Tablet Life & Arts

Five questions with Alice Cooper

Alice Cooper

Everyone would like to think that Vincent Furnier came up with the name Alice Cooper after consulting with a Ouija board. It’s been an urban myth for practically as long as Alice Cooper has existed (46 years, give or take).

Alice Cooper was a group back then: Furnier eventually left the band and kept the name, which he had conceived of without otherworldly intervention, because it was the most ironically harmless one he could think of.

Born and raised in Detroit, Furnier has been Alice Cooper longer than he’s been anything. For years, he was Alice offstage too. Cooper began to separate himself from onstage Alice around the time he gave up cocaine and alcohol; he hasn’t had a drink in 32 years and has been married for 38.

These days, Cooper is no longer the scourge of parental watchdog groups and evangelical pastors: He’s beloved and harmless, like Freddy Krueger or Ozzy Osbourne. He golfs and still tours constantly — he will play the Verizon Theatre in Grand Prairie on Feb. 10. In a recent phone interview, Cooper talked about his friendship with Groucho Marx and Lady Gaga and his perhaps slightly exaggerated Republicanism.

1 There’s an old picture making the rounds on Twitter of you and Groucho Marx. I had no idea you were a couple.

We were the best of friends. He came to one of the shows. He saw Alice Cooper as vaudeville. Those guys were old vaudeville. He would bring, like, Jack Benny and Fred Astaire to the show, George Burns. They’d watch the show and they totally got it, the fact that it was rock ’n’ roll vaudeville. They were not shocked in the least by my show, and that was back when my show was shocking.

2 Do you ever think about what it would have been like for you to come up now, in the age of social media? People like to get upset these days; it’s a lot more polarized.

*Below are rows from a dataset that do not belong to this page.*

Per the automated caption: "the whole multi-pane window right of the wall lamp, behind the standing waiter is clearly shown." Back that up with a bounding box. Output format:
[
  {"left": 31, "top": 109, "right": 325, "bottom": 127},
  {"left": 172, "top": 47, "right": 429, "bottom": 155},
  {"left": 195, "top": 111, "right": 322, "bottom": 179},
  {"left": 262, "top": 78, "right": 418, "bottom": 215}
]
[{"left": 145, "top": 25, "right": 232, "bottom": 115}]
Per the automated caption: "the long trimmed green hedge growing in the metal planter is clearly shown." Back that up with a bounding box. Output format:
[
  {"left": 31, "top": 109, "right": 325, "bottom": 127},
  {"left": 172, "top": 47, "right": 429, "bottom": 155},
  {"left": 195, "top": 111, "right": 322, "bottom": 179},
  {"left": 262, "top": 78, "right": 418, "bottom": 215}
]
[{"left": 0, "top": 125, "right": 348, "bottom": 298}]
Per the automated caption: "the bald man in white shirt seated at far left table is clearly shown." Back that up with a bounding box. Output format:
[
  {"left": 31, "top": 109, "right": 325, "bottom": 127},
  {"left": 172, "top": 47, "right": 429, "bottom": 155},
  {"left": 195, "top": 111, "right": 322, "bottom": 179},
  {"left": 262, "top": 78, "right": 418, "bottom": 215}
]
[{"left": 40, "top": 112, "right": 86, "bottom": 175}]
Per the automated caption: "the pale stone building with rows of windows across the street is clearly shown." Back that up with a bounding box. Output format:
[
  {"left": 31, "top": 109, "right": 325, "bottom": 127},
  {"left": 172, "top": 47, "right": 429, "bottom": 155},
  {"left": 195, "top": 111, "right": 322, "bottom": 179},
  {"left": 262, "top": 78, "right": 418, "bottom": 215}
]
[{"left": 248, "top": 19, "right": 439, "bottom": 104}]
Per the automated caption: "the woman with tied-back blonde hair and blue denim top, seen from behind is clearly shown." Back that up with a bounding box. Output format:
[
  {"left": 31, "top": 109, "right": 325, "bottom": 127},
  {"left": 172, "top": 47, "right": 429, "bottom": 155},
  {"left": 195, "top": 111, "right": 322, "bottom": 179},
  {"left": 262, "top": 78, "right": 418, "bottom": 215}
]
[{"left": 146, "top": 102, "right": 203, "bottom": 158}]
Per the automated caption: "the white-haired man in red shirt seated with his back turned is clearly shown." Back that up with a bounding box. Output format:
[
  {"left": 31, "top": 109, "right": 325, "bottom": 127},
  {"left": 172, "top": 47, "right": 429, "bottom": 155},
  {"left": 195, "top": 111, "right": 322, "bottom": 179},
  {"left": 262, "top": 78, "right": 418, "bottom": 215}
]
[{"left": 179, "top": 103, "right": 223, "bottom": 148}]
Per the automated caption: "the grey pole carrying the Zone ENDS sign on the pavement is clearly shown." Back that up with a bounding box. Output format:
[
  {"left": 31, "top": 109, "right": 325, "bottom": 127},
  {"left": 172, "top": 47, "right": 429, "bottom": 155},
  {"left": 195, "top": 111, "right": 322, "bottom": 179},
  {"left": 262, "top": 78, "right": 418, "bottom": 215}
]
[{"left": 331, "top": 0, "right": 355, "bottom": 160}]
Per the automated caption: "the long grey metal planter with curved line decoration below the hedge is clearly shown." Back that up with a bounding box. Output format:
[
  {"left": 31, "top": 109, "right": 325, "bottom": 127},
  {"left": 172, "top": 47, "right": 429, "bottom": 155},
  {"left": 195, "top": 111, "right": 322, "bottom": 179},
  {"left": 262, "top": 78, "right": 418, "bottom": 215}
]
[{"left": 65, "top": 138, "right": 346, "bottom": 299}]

I think it’s a lot more politically correct right now. You could never make Blazing Saddles now. Richard Pryor would never exist. I think we’re a little too PC. I think when it’s vicious and bullying, now that’s when it’s wrong, but when we can laugh at each other, then it’s a different thing. My stuff was never political, it was never racial or spiritual, it was just pure RKO, plus a little West Side Story, plus a little Guys and Dolls and hard rock.

3 But the controversy back then really helped you. Maybe you’d thrive [if you were starting your career] now.

You can’t shock an audience anymore. I get my head cut off onstage, that’s a tradition now. People really want to see that, and we do that really well. Then you turn on CNN and there’s a guy really getting his head cut off. So what’s shocking? It’s not Alice Cooper, it’s CNN. I’ve talked to Marilyn Manson and Rob Zombie about [how] it’s impossible to shock an audience. I think that we pretend to be shocked and we kind of like the idea of controversy, but we’re not really too shocked about the idea of a meat dress on Lady Gaga. Maybe vegetarians.

4 She’s one of the few people these days who’s playing a character. Where did all the people like you go?

I talked to Gaga about this. I said, if there’s anybody who’s close to what I’m doing, it’s you. I invented a character, Alice Cooper. Rock didn’t have a villain. It had all heroes and no villains. You created Lady Gaga. If anybody’s close to what we do, it’s me and you. We created a viable character that didn’t exist before.

5 You’re a born-again Christian. I assume that you’re a Republican. Do you ever worry that some audiences won’t accept that from you?

I’m extremely unpolitical. When you say I’m a Republican, I don’t know what I am. I’m probably more moderate than anything else.